Bonds News

UPDATE 2-G20 summit will not demand spending pledges-Britain

* Britain says G20 “not about setting national budgets”

* Draft targets economic expansion next year-FT

* G20 nations must have regulation and stimulus

(Adds plans for new G20 meeting this year in leaked draft)

By Peter Griffiths

LONDON, March 29 (Reuters) - Britain and the United States will not push G20 leaders for specific spending pledges to help fix the worst economic crisis in decades when they meet in London next week, Britain’s finance minister said on Sunday.

Alistair Darling told the BBC that countries would not be asked to reveal their public spending plans at the summit, but they should realise boosting demand will play a key role in any recovery.

“We are not saying that everybody has got to do the same thing, at the same time, on the same day,” he said. “We do need to...make sure we have a commitment for countries to act together, to do what is appropriate in their countries. By acting together in that way, the effect is so much better.”

A draft G20 communique on the Financial Times’ website on Sunday said leaders hoped support for banks, higher spending and more money for the IMF would lift the world economy out of recession by the end of 2010. [ID:nLT9752]
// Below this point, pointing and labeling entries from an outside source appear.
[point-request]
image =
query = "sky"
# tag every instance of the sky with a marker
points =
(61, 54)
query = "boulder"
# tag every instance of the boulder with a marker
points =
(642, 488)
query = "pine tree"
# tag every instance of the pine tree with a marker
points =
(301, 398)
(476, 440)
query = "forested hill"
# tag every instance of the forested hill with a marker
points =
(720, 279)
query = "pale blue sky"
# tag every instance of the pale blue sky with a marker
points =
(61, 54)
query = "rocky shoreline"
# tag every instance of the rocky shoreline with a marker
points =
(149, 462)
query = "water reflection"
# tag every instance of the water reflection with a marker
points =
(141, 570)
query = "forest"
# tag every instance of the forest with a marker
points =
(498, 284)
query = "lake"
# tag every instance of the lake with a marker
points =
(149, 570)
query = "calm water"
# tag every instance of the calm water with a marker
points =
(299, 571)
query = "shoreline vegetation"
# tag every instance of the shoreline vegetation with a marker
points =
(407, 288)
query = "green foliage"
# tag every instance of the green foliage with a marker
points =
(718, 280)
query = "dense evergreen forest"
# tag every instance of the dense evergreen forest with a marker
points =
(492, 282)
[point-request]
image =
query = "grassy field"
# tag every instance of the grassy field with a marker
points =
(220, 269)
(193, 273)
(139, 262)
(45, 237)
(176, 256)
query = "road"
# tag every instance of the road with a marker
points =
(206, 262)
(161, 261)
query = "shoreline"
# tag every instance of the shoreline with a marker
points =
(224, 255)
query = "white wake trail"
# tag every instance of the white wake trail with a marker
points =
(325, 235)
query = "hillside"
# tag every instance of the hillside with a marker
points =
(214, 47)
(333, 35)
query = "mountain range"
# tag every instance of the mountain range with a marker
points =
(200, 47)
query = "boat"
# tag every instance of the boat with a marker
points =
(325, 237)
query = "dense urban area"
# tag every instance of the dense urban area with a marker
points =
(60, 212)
The 24-point draft set out action to be taken on hedge funds, bankers’ pay, tax havens, currency valuation and banks’ capital reserves. But it appeared to contain no specific numbers on further government stimulus measures to boost demand.

G20 leaders planned to meet again before the end of the year to review progress, the draft said.

It added that additional funding would be directed to emerging and developing countries that faced a threat to stability, but again specific figures were omitted.


British Foreign Secretary David Miliband played down talk of a deep rift between countries that support further stimulus, such as Britain and the United States, and those that have urged caution, including Germany and France.

“This G20 summit was never about writing national budgets. It is about the international financial architecture,” he told the BBC. “Let us not hear this (idea) that somehow the Anglo-Saxons are for fiscal policy and the other Europeans are somehow for regulation -- you have got to do both,” he said.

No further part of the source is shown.